Image: Reuters/A. Bianchi

In several hours of talks in Brussels on Monday, EU foreign and defense ministers laid the foundations for an unprecedented military mission aimed at targeting people smugglers and preventing migrants drowning in the Mediterranean.

EU foreign policy head Federica Mogherini said she hoped to have the legal framework for launching the operation in June.

"When we have the political will and determination to act quickly, we can do it," Mogherini told media following the meeting, which came a month after a mass drowning off Libya's coast which shocked Europe.

The first phase of the plan centered on gathering intelligence about the smugglers' networks. The EU would seek a mandate from the United Nations for further steps including seizing smuggler vessels in international or Libyan territorial waters, and destroying those boats with the aim of disrupting the smugglers' operations.

Deadly journey

More than 5,000 migrants, asylum seekers and refugees have drowned in the Mediterranean trying to reach Europe during the past 18 months. Their journeys are organized by people smuggling networks who charge hundreds of euros per person.

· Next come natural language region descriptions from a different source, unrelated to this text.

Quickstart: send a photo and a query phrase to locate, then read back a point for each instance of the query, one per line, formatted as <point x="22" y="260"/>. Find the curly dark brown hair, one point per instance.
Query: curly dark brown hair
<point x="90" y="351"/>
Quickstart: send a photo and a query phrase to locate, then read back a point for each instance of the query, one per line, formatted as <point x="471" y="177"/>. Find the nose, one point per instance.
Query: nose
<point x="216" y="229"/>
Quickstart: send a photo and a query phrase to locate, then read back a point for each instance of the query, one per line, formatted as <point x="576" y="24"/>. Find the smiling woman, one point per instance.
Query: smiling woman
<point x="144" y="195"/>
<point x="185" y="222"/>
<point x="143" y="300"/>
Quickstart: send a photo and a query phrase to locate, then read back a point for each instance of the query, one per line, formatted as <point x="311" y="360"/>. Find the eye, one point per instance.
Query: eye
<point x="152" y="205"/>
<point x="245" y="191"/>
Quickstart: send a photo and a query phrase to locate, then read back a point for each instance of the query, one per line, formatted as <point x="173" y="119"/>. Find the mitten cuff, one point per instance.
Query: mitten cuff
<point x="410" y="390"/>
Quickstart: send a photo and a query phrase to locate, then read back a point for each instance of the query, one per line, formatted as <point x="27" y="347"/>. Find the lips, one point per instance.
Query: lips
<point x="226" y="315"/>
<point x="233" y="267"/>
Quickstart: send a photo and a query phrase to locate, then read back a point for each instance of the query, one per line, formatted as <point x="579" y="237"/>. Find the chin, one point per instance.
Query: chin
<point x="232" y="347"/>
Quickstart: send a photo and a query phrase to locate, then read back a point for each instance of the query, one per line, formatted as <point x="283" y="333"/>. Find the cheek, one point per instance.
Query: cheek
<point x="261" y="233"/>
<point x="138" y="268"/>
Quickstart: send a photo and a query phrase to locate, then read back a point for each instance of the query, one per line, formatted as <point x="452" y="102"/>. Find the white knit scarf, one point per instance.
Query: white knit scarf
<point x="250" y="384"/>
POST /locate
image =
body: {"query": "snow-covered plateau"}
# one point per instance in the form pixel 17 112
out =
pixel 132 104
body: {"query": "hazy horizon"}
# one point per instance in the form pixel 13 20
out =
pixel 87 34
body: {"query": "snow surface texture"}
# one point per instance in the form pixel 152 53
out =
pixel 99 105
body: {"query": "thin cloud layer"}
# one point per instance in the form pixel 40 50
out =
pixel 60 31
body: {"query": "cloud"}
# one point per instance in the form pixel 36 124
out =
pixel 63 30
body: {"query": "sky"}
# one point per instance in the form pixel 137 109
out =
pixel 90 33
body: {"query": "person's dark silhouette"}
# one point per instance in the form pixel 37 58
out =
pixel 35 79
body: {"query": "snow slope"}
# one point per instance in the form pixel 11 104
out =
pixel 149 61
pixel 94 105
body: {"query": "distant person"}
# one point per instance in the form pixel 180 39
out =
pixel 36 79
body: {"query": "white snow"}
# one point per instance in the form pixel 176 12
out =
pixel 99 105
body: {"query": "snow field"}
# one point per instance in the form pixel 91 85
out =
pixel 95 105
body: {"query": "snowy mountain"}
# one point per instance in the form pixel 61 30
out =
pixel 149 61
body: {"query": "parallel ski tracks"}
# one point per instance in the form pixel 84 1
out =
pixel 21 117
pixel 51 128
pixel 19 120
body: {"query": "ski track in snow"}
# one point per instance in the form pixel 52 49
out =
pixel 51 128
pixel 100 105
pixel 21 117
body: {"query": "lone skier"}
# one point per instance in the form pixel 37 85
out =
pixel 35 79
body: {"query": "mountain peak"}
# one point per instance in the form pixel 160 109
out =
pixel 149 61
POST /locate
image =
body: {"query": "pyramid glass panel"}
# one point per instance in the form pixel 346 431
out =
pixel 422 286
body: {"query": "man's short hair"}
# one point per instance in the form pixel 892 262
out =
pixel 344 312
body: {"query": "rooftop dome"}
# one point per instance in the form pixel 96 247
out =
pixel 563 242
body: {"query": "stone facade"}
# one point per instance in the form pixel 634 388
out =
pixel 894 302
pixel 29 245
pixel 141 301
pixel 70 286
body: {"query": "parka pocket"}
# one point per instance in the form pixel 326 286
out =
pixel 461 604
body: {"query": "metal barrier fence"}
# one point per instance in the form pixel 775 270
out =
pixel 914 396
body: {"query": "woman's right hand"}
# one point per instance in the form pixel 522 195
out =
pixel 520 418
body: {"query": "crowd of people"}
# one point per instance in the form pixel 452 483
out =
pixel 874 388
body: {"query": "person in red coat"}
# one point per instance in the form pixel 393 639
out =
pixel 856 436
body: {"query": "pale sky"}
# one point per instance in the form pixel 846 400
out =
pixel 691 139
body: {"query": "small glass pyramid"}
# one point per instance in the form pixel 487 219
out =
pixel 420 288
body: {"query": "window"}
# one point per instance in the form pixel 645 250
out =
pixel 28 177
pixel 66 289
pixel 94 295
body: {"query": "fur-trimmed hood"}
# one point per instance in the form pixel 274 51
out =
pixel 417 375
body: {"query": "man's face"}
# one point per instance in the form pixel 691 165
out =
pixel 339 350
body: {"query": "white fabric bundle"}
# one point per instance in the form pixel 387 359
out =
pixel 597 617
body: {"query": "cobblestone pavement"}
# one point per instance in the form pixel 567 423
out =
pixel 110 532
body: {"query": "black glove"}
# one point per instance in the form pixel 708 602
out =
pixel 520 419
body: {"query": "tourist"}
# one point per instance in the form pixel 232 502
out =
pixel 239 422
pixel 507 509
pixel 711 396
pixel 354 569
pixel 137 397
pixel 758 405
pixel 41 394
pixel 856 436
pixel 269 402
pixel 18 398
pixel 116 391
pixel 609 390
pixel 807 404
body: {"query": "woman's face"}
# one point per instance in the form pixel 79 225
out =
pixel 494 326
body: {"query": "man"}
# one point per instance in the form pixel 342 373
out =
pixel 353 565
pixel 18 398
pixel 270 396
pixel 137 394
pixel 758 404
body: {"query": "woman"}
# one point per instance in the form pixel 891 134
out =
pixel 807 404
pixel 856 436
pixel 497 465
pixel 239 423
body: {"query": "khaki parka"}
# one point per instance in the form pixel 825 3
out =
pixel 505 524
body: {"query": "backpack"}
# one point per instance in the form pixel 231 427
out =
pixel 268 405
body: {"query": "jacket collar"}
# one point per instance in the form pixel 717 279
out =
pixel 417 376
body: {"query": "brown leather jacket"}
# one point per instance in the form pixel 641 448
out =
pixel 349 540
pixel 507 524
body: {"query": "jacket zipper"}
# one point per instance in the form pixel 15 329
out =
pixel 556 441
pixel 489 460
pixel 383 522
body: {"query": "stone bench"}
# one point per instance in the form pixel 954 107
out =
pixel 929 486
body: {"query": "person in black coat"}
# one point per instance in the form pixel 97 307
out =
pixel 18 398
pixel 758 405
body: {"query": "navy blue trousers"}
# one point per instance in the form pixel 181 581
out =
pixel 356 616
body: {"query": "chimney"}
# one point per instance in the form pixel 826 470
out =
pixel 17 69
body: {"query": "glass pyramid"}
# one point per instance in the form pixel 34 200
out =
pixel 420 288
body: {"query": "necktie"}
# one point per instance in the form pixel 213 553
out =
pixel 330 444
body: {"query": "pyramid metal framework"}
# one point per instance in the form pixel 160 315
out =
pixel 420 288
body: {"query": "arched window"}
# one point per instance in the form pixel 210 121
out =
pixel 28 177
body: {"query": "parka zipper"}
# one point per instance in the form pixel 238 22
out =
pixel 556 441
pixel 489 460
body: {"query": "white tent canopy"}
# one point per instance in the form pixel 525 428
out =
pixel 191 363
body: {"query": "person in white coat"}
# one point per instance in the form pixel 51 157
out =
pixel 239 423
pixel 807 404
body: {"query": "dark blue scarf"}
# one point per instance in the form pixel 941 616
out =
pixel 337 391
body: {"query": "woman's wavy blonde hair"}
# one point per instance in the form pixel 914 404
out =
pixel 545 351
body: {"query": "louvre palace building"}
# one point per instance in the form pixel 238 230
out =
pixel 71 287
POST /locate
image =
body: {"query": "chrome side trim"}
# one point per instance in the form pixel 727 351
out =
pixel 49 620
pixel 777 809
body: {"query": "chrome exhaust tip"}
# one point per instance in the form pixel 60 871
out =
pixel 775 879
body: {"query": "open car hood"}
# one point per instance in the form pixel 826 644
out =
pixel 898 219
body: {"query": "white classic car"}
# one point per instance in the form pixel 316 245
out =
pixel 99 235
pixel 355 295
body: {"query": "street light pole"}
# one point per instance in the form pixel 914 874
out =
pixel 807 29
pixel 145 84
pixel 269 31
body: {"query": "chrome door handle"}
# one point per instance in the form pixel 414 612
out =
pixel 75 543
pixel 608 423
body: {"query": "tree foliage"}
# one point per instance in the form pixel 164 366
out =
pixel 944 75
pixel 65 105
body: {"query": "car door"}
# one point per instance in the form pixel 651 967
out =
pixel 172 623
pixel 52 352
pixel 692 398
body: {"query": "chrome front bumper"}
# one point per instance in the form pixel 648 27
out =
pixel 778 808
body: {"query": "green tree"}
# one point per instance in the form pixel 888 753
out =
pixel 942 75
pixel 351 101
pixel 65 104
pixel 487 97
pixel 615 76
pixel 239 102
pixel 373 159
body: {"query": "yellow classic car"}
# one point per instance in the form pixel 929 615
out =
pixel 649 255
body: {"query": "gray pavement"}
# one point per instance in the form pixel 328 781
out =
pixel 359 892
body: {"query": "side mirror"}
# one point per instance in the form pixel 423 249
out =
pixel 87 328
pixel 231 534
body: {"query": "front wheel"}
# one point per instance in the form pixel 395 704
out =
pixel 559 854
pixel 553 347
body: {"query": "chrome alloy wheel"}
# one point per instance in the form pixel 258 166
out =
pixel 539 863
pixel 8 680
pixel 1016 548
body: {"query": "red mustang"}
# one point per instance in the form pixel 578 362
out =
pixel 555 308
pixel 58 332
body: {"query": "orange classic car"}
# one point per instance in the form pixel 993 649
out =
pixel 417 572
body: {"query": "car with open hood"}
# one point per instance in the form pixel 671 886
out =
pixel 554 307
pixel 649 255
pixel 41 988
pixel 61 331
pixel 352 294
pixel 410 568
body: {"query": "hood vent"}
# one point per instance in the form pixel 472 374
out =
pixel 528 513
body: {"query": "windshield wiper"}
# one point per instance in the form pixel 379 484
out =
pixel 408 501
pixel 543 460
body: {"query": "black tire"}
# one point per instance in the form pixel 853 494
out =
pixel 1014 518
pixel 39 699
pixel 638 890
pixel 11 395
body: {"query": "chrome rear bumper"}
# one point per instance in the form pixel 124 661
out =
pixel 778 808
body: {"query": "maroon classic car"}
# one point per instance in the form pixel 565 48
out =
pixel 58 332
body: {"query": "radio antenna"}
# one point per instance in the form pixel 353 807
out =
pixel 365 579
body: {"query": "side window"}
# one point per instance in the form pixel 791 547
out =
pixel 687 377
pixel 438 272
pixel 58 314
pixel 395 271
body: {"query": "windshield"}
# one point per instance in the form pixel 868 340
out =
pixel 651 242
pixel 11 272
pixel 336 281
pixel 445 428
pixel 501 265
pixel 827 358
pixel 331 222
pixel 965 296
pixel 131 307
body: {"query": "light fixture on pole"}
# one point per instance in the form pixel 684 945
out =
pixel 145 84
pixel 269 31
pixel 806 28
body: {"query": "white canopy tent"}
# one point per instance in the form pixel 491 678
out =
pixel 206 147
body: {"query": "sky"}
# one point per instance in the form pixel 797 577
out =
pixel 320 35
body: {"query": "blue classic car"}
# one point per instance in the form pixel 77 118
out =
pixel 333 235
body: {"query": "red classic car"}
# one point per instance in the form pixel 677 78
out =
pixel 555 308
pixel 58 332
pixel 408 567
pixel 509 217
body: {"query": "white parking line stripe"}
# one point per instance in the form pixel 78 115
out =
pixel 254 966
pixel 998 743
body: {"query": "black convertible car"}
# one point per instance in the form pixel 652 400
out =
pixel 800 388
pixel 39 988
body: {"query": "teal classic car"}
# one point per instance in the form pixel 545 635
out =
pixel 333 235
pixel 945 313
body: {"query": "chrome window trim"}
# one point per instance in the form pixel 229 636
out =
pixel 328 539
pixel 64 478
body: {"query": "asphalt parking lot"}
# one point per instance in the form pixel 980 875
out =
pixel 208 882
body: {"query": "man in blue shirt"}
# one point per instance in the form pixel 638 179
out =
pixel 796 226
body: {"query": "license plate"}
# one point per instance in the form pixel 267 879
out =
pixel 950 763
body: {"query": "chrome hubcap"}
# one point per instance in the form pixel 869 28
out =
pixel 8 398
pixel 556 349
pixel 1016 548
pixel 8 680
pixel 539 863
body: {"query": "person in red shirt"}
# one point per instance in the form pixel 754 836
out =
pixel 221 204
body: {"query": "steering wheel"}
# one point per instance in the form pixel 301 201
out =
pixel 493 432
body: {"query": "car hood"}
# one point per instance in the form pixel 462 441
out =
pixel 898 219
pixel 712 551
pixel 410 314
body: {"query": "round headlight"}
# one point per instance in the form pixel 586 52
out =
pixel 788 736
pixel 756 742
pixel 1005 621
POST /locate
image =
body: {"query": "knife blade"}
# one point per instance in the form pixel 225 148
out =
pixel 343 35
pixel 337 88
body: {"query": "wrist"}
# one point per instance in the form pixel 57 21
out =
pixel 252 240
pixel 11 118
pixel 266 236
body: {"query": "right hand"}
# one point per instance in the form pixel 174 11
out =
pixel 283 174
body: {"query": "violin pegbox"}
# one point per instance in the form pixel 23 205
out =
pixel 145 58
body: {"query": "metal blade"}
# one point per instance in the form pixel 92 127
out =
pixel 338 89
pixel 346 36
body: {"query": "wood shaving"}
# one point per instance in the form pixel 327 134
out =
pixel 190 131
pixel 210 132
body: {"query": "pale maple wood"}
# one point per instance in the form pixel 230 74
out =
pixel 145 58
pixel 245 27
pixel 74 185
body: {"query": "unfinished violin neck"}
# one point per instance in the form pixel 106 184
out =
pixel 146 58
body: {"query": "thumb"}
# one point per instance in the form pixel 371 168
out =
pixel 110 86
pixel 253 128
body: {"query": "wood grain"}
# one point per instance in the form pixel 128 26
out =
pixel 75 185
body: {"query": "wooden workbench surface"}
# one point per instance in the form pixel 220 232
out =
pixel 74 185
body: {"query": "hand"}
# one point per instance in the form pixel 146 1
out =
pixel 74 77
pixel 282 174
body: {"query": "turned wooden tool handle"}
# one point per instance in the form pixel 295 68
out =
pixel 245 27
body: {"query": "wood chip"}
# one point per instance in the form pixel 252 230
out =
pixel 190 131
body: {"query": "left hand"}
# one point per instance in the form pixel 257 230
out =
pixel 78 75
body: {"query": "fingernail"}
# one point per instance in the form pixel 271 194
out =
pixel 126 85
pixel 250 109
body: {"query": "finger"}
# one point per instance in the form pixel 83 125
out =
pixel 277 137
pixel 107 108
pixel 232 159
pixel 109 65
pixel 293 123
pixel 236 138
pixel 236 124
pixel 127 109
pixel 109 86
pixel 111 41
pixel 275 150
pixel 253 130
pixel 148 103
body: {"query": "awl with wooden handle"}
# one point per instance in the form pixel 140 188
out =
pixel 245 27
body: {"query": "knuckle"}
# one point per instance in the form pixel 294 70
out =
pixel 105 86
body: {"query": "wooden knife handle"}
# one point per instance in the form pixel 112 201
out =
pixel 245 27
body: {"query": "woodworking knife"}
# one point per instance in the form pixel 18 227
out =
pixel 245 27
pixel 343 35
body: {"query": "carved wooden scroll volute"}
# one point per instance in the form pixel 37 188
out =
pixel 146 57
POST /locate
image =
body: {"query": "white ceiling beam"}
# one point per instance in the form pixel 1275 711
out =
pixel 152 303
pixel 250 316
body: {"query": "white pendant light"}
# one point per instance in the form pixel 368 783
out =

The Mediterranean crossings often launch from Libya, where the smugglers have taken advantage of ongoing political instability. Those who do reach Europe often face harsh conditions and no guarantee of being accepted as refugees.

Graph showing the acceptance rate of refugee applicants from in 10 European countries

Rights groups have expressed reservations towards using military means. Germany-based Catholic relief organization Misereor sharply criticized the proposals.

"Highly risky actions to fight people smugglers, in which one also has to worry that the refugees themselves - those these operations are suppose to be helping - could be struck in military attacks against boats, are the wrong answer to the deaths in the Mediterranean," Misereor managing director Martin Bröckelmann-Simon told the Catholic news agency KNA on Monday in Aachen. He added that it was wars, violence and poverty in the nations the people came from which caused so many to migrate, not the human traffickers.

Included in a comprehensive EU migration policy announced earlier in May is a provision for member states to receive a quota of asylum applicants. The measure is aimed at spreading the burden from Italy, Greece and Malta, where most of the migrants first arrive. Current EU rules state that asylum seekers must apply in the first EU member country in which they set foot.